Chapter 7 of Growing Healthy Asian American Churches is titled Multigenerational Households, with a positive story of how one intergenerational Korean American church makes it work. The intergenerational immigrant Asian American church has colored the faith experience of so many, and it is still the setting for a large majority of Asian Americans, even though it is arguably a declining percentage among English-speaking Asian Americans.
Discussion questions for Chapter 7:
- In what ways does the Confucian-based Asian cultures strengthen intergenerational ties in Asian American settings? In what ways does Asian cultures undermine intergenerational ties?
- The chapter lists some specific ways to build a multigenerational Asian American church: building a unified pastoral team, strengthening relational ties among the multigenerational members, interdependent model of ministry, and partner in mission.
- What role can an immigrant Asian church play in furthering the Great Commission by launching second-generation pan-Asian & multiethnic churches for community & global outreach?
- mezuzah: Or perhaps the Asian American church can help a gigantic movement to reach the largest English Language People Group in the World. A group that does not know Jesus, that is desparately needing a Savior. That group of people is located in the United States. Can the Asian American church send their people into the enclaves and neighborhoods of this vast lost Nation of Rebels? Perhaps that is why AA churches are being birthed/planted now, to reach a nation which has lost her moorings?
- marshill: Although for some churches the glue is what probably holds it together. Asian Americans stick around out of a sence of obligation, and when the older generation refuses to assimilate some more into American culture there is conflict. No reason why the statistic (p. 148) is so true. It is dubbed “The silent exodus” what astonished me was that 80-90% of Korean Americans (2nd generation) left the church vs. 70% of Chinese Americans.
- eddiebyun: I think the church they use as an example in chapter 7 is so rare and such an exception, I couldn’t help but roll my eyes with almost every paragraph. It takes very rare senior (Korean) pastor and elder board to make it happen.
(San Francisco Bay Guardian) Invisible minority: A new study shows Pacific Islanders experience high dropout, arrest, and depression rates “Often grouped under the larger Asian and Pacific Islander category, Pacific Islanders’ experiences are overshadowed by larger groups like Chinese and Japanese Americans. … Now a new generation of Pacific Islander Americans is growing up and learning to navigate family, school, and church ? but many are feeling alienated from all three social structures.”

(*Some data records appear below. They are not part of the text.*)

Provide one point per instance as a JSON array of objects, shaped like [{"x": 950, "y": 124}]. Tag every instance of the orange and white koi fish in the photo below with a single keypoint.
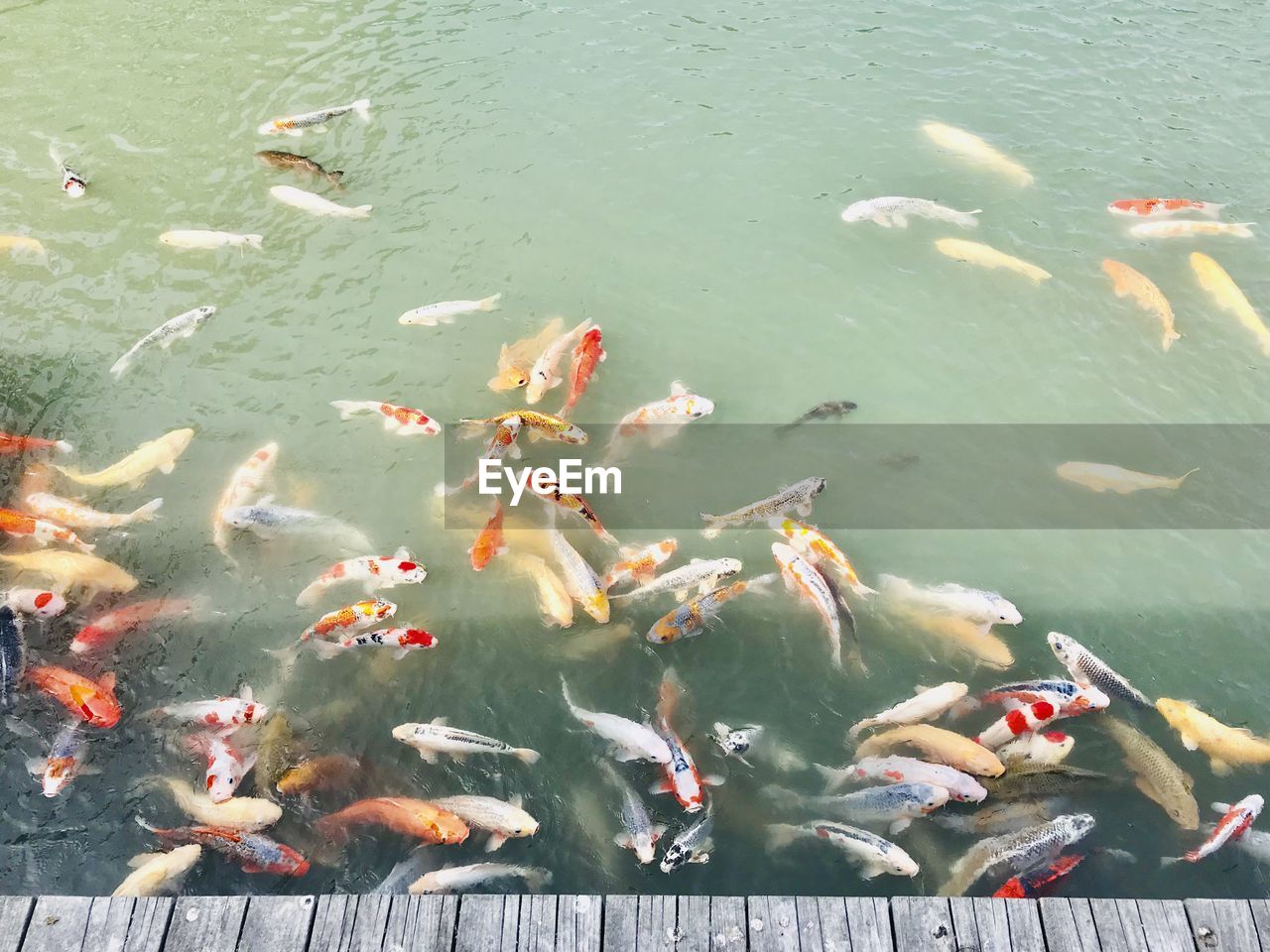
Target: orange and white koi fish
[
  {"x": 375, "y": 572},
  {"x": 89, "y": 701},
  {"x": 1219, "y": 286},
  {"x": 296, "y": 125},
  {"x": 545, "y": 372},
  {"x": 516, "y": 361},
  {"x": 821, "y": 551},
  {"x": 489, "y": 540},
  {"x": 402, "y": 420},
  {"x": 639, "y": 565},
  {"x": 40, "y": 531},
  {"x": 349, "y": 619},
  {"x": 1132, "y": 284},
  {"x": 246, "y": 481},
  {"x": 587, "y": 357},
  {"x": 804, "y": 580},
  {"x": 1192, "y": 229},
  {"x": 1162, "y": 207},
  {"x": 548, "y": 425},
  {"x": 77, "y": 516}
]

(Press-Enterprise) Killings stun Asian community: Slayings of their children by three fathers bring calls for more support services ‘Research suggests that more than 60 percent of Korean-American households attend church. This is why pastors need to be educated to spot problems of domestic problems and be willing to offer a hand, Chang and other experts say. This need was highlighted in a white paper submitted by the Los Angeles-based Korean Churches for Community Development in 2003. “Unfortunately, pastors and churches are also deeply embedded in the Korean patriarchal culture. Consequently, their spiritual beliefs can be biased towards supporting the suffering and submissive role of women,” the paper said. Churches need to work with service agencies and pastors need to be trained in counseling skills and when to refer victims to outside agencies, the paper said.’
(joooshi) i think one that i really appreciate about CCF is that there isn’t a sense of non-Asians being “honorary Asians”. the phrase reflects a rather unhelpful framework of thinking about race, diversity and God’s creation.
(Eugene Kim) I see it every year and to be honest, it annoys the heck out of me. Bob (fictitious character) rolls into Boston one fall for a masters … He quickly finds himself immersed in the community … He loves the vision of the church, and is excited about all that God is doing … He decides to get his hands dirty in some of the ministries of the church. His pastors see a lot of potential … He finds a couple guys whom he really connects with … It’s starting to feel like home. Then… his degree program ends and that’s the end.
(Mariko Kato) I have a dream. Someday, especially Japanese people ,Korean people, Chinise [sic] people and other Asian people are going to reconclie each other then cooperate together and doing huge His kingdom together!! (worship or conference or mission trip or some ministrty [sic]) I never see like that, even Asian Christian people too. So I really wana see it in His timimg [sic] and I am praying about it.
I’ve been in a variety of multi-generational Korean church contexts and combined with many friends who are/have been in these same ministry contexts, I must say this is the very rare exception in terms of how 1st generation pastors/leaders are willing to work with and partner with the 2nd generation.
In regards one of the issues raised in the discussion questions: building a unified pastoral team, I’d like to make a comment.
It will take a very humble and secure 1st gen pastor to be willing to put his associates on equal ground with him. This more than any other factor, I believe, is the main confucian hurdle to cross over. I’ve been in so many “staff” meetings where it’s basically a way conversation of the senior pastor giving order to everyone else and then leaves while the head associate works out the details.
The explicit and implicit theology of the minister(s) and church leaders among each generation (1/1.5/2.0) is in greatest conflict because of the whole hierarchy mindset within Asian Confucian ideology.